1558~1584(享年27歳)
森 長可(もり ながよし)は、織田信長に仕えた戦国時代の武将です。槍術に優れた武将で、その武勇から「鬼武蔵」と称されました。




森長可の生まれ

長可は永禄元年(1558年)、森可成の次男として生まれました。元亀元年(1570年)に父・可成と長兄・可隆が戦死すると、長可は13歳で森家の家督を継ぎ、織田信長に仕えました。

元亀4年(1573年)に長島一向一揆攻めで初陣し、織田信忠の部隊として参加しました。その後も信忠配下の武将として長篠の戦い、越中国侵攻、石山本願寺攻め、などに参加し活躍しました。

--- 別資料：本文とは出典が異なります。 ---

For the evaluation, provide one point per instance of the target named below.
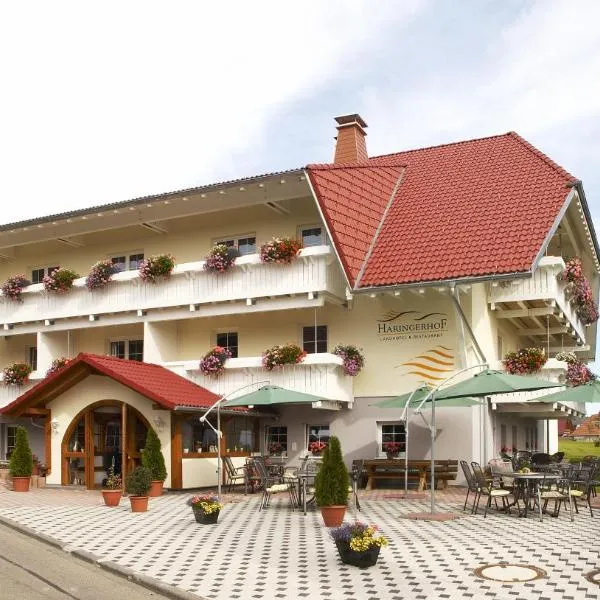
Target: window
(38, 273)
(393, 432)
(317, 433)
(311, 236)
(11, 439)
(229, 340)
(314, 339)
(276, 440)
(245, 245)
(127, 261)
(32, 357)
(129, 349)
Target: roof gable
(475, 208)
(156, 383)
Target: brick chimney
(351, 144)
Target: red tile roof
(462, 210)
(157, 383)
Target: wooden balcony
(319, 374)
(250, 286)
(538, 306)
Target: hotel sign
(411, 325)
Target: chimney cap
(350, 119)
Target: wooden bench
(418, 470)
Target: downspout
(482, 358)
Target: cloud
(105, 102)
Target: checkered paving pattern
(280, 553)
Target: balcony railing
(319, 374)
(530, 300)
(314, 274)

天正5年(1577年)頃からは内政を行い、兼山城(岐阜県可児市兼山)周辺の区画整理や商業発展に力を入れます。長可が敷いた海魚・塩の専売制は森家が美濃を去った後も続き、明治時代まで存続しました。

甲州征伐

天正10年(1582年)の武田攻めでは先鋒部隊の将として出陣し、高遠城攻めでは城内へ鉄砲で一斉射撃を行って城を陥落させました。本丸制圧でも自ら槍を手に戦い活躍しましたが、武功を挙げようと先走って軍律違反を侵し、信長に書簡で注意を受けました。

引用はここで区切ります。